Pol : Ceux qui sont secs!
Six : Petit et mou?
Pol : Une banane plantain?
Six : Les avocats?
Pol : Les oranges sanguines, elles sont chères et on leur suce le sang.
Six : Mais les fraises?
Pol : Ce sont les enfants qui les sucent.
Six : Les pédophiles?
Pol : Poivron, concombre, tomates, les fruits que les vieux nous font avaler...
Six : Le cantaloup!
Pol : La pomme d’Adam.
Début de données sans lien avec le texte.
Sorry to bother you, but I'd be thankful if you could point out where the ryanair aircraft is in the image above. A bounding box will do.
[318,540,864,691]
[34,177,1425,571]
Celle que les hommes ont.
Six : Les zom zon...?
Pol : Caramboles!
Six : Étoiles que les femmes n’ont plus parce que volées par les scientifiques!
Pol : Cybole?
Six : Un sacre.
Pol : Piquante?
Six : L’ananas, femelle?
Pol : Non.
Six : Le piment piquant, mais femelle.
Pol : Noix de coco!
Six : Une tête brune poilue, la tête d’un singe qu’on fracasse avec un clou et un marteau... Les primates martyrisés!
Pol : Presque.
Six : L’intelligence artificielle!
Pol : Pomélo!
Six : Le nom d’un robot!
Pol : Goyave!
Six : Le nom d’un peintre robot.
Pol : Alejandro.
Six : Le nom de ton frère en espagnol.
Pol : Ève.
Six : La pomme qu’elle a perdu et que personne ne veut retrouver?
Pol : La pomme grenade!
Six : Et la couleur de ses cheveux?
Pol : Carotte.
Six : Non!
Pol : Châtaigne?
Six : Et la chérie d’Adam?
Pol : La chérimole.
Six : ...Euhm... Groseille?
Pol : Si j’en avais un dans ma main, je serais borgne...!
Six : Cyclope!
Pol : Un pop sicle?
Six : Non, un monstre à l’oeil unique. Kiwano?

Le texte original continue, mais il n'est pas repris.